20

Is there a way I can improve this kind of SQL query performance:

INSERT
INTO ...
WHERE NOT EXISTS(Validation...)

The problem is when I have many data in my table (like million of rows), the execution of the WHERE NOT EXISTS clause if very slow. I have to do this verification because I can't insert duplicated data.

I use SQLServer 2005

thx

Vladimir Sachek
  • 1,126
  • 1
  • 7
  • 20
Melursus
  • 10,328
  • 19
  • 69
  • 103
  • Are you inserting from one table into another? – achinda99 Feb 16 '09 at 20:50
  • Yes but they are not formatted the same way. For example in table A the date is an integer 20070102 and in table B the table is a datetime – Melursus Feb 16 '09 at 21:34
  • usually if you can do NOT EXISTS then there is likely a way to swap to using EXISTS ... may need an extra temp table but it's possible to be quicker – whytheq Aug 15 '19 at 13:06

7 Answers7

14

Make sure you are searching on indexed columns, with no manipulation of the data within those columns (like substring etc.)

cjk
  • 45,739
  • 9
  • 81
  • 112
13

Off the top of my head, you could try something like:

 TRUNCATE temptable
 INSERT INTO temptable ...
 INSERT INTO temptable ... 
 ...
 INSERT INTO realtable
 SELECT temptable.* FROM temptable
 LEFT JOIN realtable on realtable.key = temptable.key
 WHERE realtable.key is null
Blorgbeard
  • 101,031
  • 48
  • 228
  • 272
  • 2
    In my tests in a table with millions of rows this has been the fastest solution by far... OP's option lasts several minutes, accepted (ck's) answer lasts several minutes, your solution lasts 10 seconds (and I'm using the correct indexes in all solutions) – David Espart Aug 02 '11 at 16:54
6

Try to replace the NOT EXISTS with a left outer join, it sometimes performs better in large data sets.

Otávio Décio
  • 73,752
  • 17
  • 161
  • 228
  • Funny, I've more often found the opposite. EXISTS will stop searching at the first match found, whereas a join makes all possible matches. Thus EXISTS ought to be faster. I think. – sfuqua Feb 16 '09 at 23:20
  • The thing is, NOT EXISTS will always cause a table scan whereas if you are careful with your join you might be working solely with indexes. – Otávio Décio Feb 16 '09 at 23:31
  • 2
    ávio, I don't think it's true that NOT EXISTS will always cause a table scan. See this post: http://social.msdn.microsoft.com/Forums/en-US/transactsql/thread/582544fb-beda-46c0-befd-4b28b5c2cdee/ – John M Gant Nov 11 '10 at 14:26
2

Outer Apply tends to work for me...

instead of:

from t1
where not exists (select 1 from t2 where t1.something=t2.something)

I'll use:

from t1
outer apply (
    select top 1 1 as found from t2 where t1.something=t2.something
) t2f
where t2f.found is null
b_levitt
  • 7,059
  • 2
  • 41
  • 56
1

Pay attention to the other answer regarding indexing. NOT EXISTS is typically quite fast if you have good indexes.

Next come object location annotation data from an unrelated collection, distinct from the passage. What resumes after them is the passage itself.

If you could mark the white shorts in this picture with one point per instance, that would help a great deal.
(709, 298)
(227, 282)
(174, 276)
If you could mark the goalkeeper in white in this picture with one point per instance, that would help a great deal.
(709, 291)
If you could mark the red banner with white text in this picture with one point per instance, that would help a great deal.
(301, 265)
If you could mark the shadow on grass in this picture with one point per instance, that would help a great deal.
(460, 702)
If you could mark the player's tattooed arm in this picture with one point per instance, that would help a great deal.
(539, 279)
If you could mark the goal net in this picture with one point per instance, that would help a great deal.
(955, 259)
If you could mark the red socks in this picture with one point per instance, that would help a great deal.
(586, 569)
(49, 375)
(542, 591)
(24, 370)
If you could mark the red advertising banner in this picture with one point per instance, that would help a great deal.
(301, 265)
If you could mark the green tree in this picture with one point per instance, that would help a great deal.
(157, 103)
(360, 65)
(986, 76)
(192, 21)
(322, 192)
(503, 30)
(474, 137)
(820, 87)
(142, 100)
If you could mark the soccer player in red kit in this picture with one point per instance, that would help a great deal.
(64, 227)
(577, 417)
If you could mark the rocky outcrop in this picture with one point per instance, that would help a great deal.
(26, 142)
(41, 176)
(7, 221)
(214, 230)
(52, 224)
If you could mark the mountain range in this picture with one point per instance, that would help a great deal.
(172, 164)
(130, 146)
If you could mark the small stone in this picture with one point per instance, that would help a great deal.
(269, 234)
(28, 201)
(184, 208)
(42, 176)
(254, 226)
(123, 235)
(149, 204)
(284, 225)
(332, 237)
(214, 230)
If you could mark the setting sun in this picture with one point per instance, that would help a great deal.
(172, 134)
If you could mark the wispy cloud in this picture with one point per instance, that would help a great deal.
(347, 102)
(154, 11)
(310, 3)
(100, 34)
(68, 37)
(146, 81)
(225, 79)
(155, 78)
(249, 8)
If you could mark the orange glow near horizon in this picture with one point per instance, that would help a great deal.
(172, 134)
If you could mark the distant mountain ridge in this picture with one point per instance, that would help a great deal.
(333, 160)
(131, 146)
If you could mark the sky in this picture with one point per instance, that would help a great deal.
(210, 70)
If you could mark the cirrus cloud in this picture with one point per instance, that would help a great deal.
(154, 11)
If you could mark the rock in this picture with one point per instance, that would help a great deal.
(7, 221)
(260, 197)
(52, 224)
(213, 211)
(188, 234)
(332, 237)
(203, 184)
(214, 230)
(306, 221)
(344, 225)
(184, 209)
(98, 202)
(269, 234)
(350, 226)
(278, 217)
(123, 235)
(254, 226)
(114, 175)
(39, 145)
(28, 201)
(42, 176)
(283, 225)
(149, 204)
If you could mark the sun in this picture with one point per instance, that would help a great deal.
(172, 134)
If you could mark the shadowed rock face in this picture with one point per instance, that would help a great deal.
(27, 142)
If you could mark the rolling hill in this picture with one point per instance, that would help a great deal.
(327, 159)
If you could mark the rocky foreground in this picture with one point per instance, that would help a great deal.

But I have had performance issues with statements like you describe. One method I've used to get around that is to use a temp table for the candidate values, perform a DELETE FROM ... WHERE EXISTS (...), and then blindly INSERT the remainder. Inside a transaction, of course, to avoid race conditions. Splitting up the queries sometimes allows the optimizer to do its job without getting confused.

dwc
  • 24,196
  • 7
  • 44
  • 55
0

If you can at all reduce your problem space, then you'll gain heaps of performance. Are you absolutely sure that every one of those rows in that table needs to be checked?

The other thing you might want to try is a DELETE InsertTable FROM InsertTable INNER JOIN ExistingTable ON <Validation criteria> before your insert. However, your mileage may vary

hova
  • 2,811
  • 20
  • 19
0
insert into customers 
select * 
from newcustomers 
where customerid not in (select customerid 
                         from customers)

..may be more efficient. As others have said, make sure you've got indexes on any lookup fields.

C B
  • 1,677
  • 6
  • 18
  • 20
SqlACID
  • 4,024
  • 20
  • 28